The growth of everything surprised her in the terraced gardens, terraced right to the water’s edge; the Riverina, though fertile, could not have the fast growth rate of the tropics, or so she believed, but these shrubs and ornamental trees were already half
-
matured. She spoke wonderingly of this.

‘I put them in that way,’ he answered, ‘or nearly so. So it’s me, not the Riverina. You see everything had to be ready for when
...’
The boyishness had left him, his lips were thin again.

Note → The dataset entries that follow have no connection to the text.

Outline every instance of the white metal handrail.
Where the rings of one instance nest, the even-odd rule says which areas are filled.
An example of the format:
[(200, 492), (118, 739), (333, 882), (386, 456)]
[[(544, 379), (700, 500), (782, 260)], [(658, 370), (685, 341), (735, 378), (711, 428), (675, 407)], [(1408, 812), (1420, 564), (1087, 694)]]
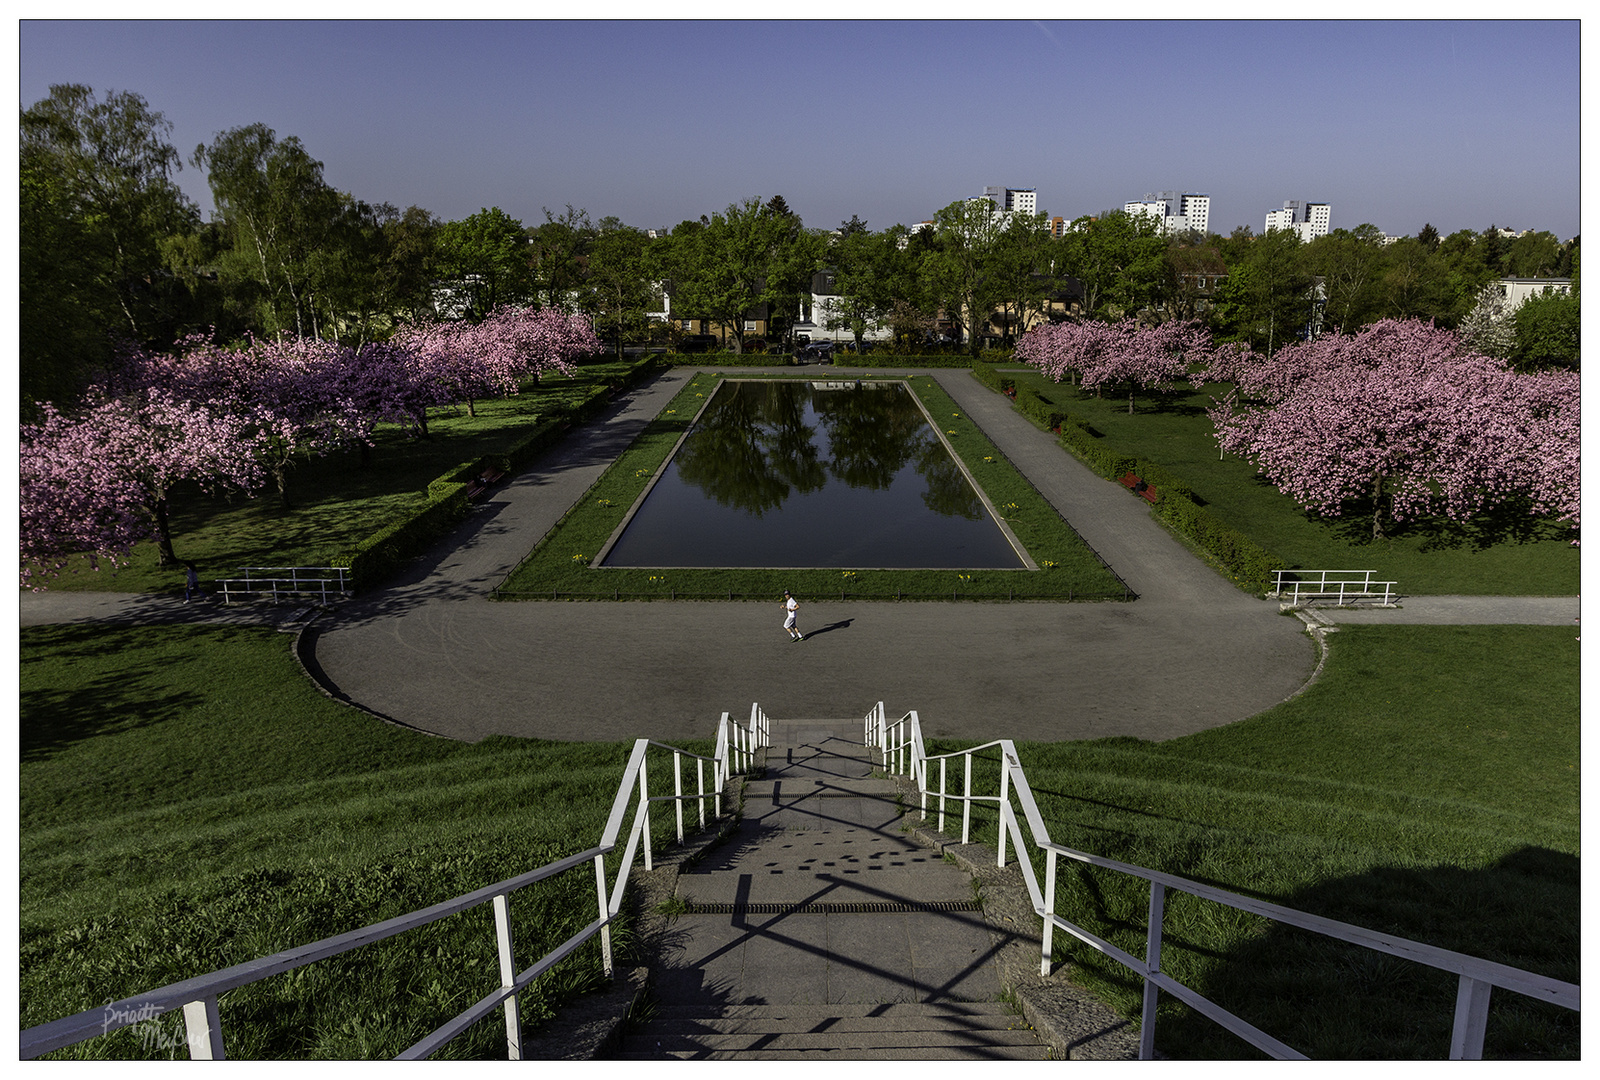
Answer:
[(281, 596), (316, 594), (323, 604), (329, 595), (349, 596), (350, 569), (345, 566), (241, 566), (235, 578), (219, 578), (222, 602), (231, 604), (235, 595), (272, 594), (273, 603)]
[[(1574, 1011), (1579, 1010), (1580, 988), (1574, 983), (1562, 982), (1558, 979), (1523, 971), (1520, 968), (1510, 967), (1506, 964), (1498, 964), (1491, 960), (1469, 956), (1466, 953), (1425, 945), (1421, 942), (1396, 937), (1392, 934), (1379, 933), (1376, 930), (1368, 930), (1365, 927), (1355, 926), (1351, 923), (1339, 922), (1319, 915), (1311, 915), (1279, 904), (1241, 896), (1215, 886), (1203, 885), (1200, 882), (1191, 881), (1176, 874), (1168, 874), (1130, 863), (1118, 862), (1114, 859), (1102, 858), (1098, 855), (1092, 855), (1085, 851), (1078, 851), (1063, 844), (1055, 843), (1050, 839), (1049, 829), (1045, 826), (1044, 819), (1039, 813), (1037, 804), (1034, 802), (1033, 790), (1028, 785), (1027, 775), (1023, 771), (1021, 760), (1017, 756), (1016, 746), (1010, 739), (998, 739), (966, 750), (929, 756), (923, 749), (921, 724), (917, 714), (915, 712), (907, 713), (898, 721), (890, 721), (884, 714), (883, 705), (880, 702), (867, 717), (867, 742), (878, 749), (885, 771), (908, 775), (916, 781), (921, 792), (922, 817), (924, 820), (927, 819), (930, 795), (938, 799), (939, 829), (941, 832), (944, 830), (946, 800), (957, 800), (962, 803), (962, 843), (970, 842), (972, 804), (995, 804), (1000, 818), (999, 827), (996, 830), (997, 865), (1006, 865), (1006, 839), (1009, 836), (1018, 853), (1018, 867), (1022, 871), (1028, 894), (1032, 898), (1034, 911), (1043, 920), (1044, 932), (1040, 944), (1042, 954), (1039, 964), (1040, 973), (1044, 975), (1050, 973), (1052, 936), (1055, 929), (1060, 927), (1091, 948), (1104, 953), (1139, 975), (1144, 980), (1144, 1004), (1139, 1041), (1139, 1056), (1141, 1059), (1150, 1060), (1155, 1055), (1156, 1005), (1159, 994), (1163, 990), (1178, 998), (1196, 1012), (1216, 1021), (1235, 1035), (1273, 1057), (1303, 1058), (1305, 1056), (1162, 972), (1161, 924), (1165, 912), (1166, 893), (1169, 889), (1211, 900), (1240, 911), (1261, 915), (1288, 926), (1299, 927), (1312, 933), (1322, 934), (1326, 937), (1360, 945), (1391, 956), (1398, 956), (1415, 963), (1425, 964), (1441, 971), (1454, 973), (1458, 976), (1458, 984), (1455, 1022), (1450, 1038), (1450, 1057), (1452, 1060), (1477, 1060), (1483, 1056), (1483, 1041), (1489, 1015), (1489, 996), (1497, 986), (1539, 1001), (1560, 1005), (1563, 1008)], [(974, 795), (972, 793), (973, 757), (979, 751), (991, 747), (998, 748), (1001, 760), (1000, 794)], [(949, 792), (946, 783), (946, 762), (955, 757), (965, 759), (964, 779), (960, 795)], [(932, 761), (939, 763), (939, 787), (937, 791), (931, 790), (928, 784), (928, 765)], [(1016, 811), (1012, 808), (1013, 793), (1022, 807), (1022, 814), (1027, 820), (1028, 833), (1030, 835), (1024, 835), (1021, 824), (1017, 819)], [(1042, 889), (1034, 873), (1032, 860), (1022, 857), (1022, 852), (1025, 850), (1029, 839), (1032, 840), (1034, 847), (1045, 855), (1045, 881)], [(1145, 932), (1145, 956), (1143, 960), (1123, 949), (1119, 949), (1083, 927), (1068, 921), (1056, 912), (1056, 863), (1058, 856), (1142, 878), (1150, 883), (1149, 919)]]
[[(1335, 597), (1341, 607), (1349, 600), (1376, 600), (1394, 603), (1394, 581), (1374, 581), (1376, 570), (1276, 570), (1273, 572), (1272, 594), (1280, 599), (1285, 591), (1292, 603), (1298, 604), (1302, 596)], [(1293, 577), (1295, 580), (1289, 580)], [(1381, 588), (1380, 588), (1381, 586)]]
[[(709, 758), (687, 750), (680, 750), (665, 743), (653, 742), (650, 739), (635, 740), (633, 750), (628, 756), (627, 766), (623, 770), (622, 781), (618, 784), (616, 796), (612, 800), (611, 812), (606, 819), (605, 830), (601, 834), (600, 843), (597, 846), (537, 869), (529, 870), (516, 877), (507, 878), (505, 881), (486, 885), (473, 892), (442, 901), (431, 907), (408, 912), (344, 934), (323, 938), (309, 945), (285, 949), (270, 956), (235, 964), (220, 971), (213, 971), (192, 979), (170, 983), (143, 994), (112, 1002), (100, 1009), (88, 1009), (73, 1016), (35, 1025), (22, 1032), (21, 1057), (24, 1060), (36, 1058), (41, 1054), (48, 1054), (52, 1050), (72, 1046), (98, 1035), (106, 1035), (112, 1031), (151, 1020), (164, 1013), (181, 1008), (183, 1010), (189, 1056), (191, 1058), (221, 1060), (227, 1056), (223, 1042), (222, 1018), (217, 1006), (217, 999), (223, 993), (259, 982), (262, 979), (271, 978), (274, 975), (293, 971), (318, 960), (326, 960), (365, 945), (375, 944), (410, 930), (420, 929), (436, 923), (440, 919), (448, 918), (488, 902), (494, 906), (495, 939), (500, 961), (500, 985), (476, 1003), (452, 1017), (444, 1025), (412, 1044), (400, 1054), (400, 1058), (402, 1060), (417, 1060), (429, 1057), (451, 1039), (488, 1016), (496, 1006), (503, 1005), (506, 1022), (507, 1056), (512, 1060), (518, 1060), (522, 1055), (522, 1026), (517, 1007), (517, 994), (524, 987), (571, 955), (579, 946), (596, 935), (600, 937), (601, 963), (605, 973), (607, 977), (615, 973), (611, 950), (611, 923), (622, 910), (628, 876), (633, 866), (635, 854), (641, 845), (644, 849), (644, 868), (647, 871), (652, 868), (650, 804), (654, 802), (671, 802), (673, 804), (677, 819), (678, 840), (681, 843), (684, 837), (684, 804), (690, 801), (697, 803), (702, 827), (706, 822), (705, 804), (708, 798), (713, 800), (713, 814), (720, 817), (722, 814), (723, 784), (730, 776), (748, 771), (754, 766), (755, 753), (769, 744), (768, 737), (766, 714), (761, 712), (758, 706), (752, 706), (750, 726), (748, 728), (741, 728), (739, 725), (731, 723), (728, 719), (728, 714), (722, 714), (722, 720), (717, 728), (717, 750), (715, 755)], [(650, 794), (646, 755), (651, 747), (672, 753), (673, 793), (671, 795), (653, 796)], [(693, 794), (685, 794), (683, 791), (682, 764), (685, 757), (692, 758), (695, 761), (696, 785)], [(709, 792), (706, 790), (705, 785), (705, 765), (707, 762), (712, 765), (712, 777), (715, 785), (715, 789)], [(635, 800), (636, 791), (637, 800)], [(607, 855), (617, 849), (617, 842), (621, 839), (623, 821), (630, 803), (636, 806), (633, 821), (628, 829), (622, 857), (616, 866), (615, 883), (608, 892), (606, 888), (605, 860)], [(514, 943), (511, 935), (511, 894), (536, 882), (556, 877), (591, 862), (594, 865), (595, 911), (597, 917), (576, 934), (540, 957), (531, 967), (520, 973), (516, 972), (513, 959)]]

But he changed by the river. He was indeed that West of the River he had named himself, and named the house. Frances knew about sea fever, or hearts pledged to the outback, but this man loved ... and lived for? ... this river. She could see that although he did not move or betray himself he almost hugged it to him, claimed it as his. And, by the rippling water, she suddenly felt the same. The sun, though fast going down behind the furthest green rise, still shone brilliantly, catching the wings of river swallows who had come out to hunt and play, making their curved flight into a gleaming necklace. There was a spicy breath of thyme and resin, a tang of eucalypt, but most of all that smell that could be only the smell of a river, a kind of sweet-sour, cool-warm, reed-redolent, broken stems and old logs smell. It only needed the little bitten-in beach and the grassy slopes for Frances to feel herself embracing it as well.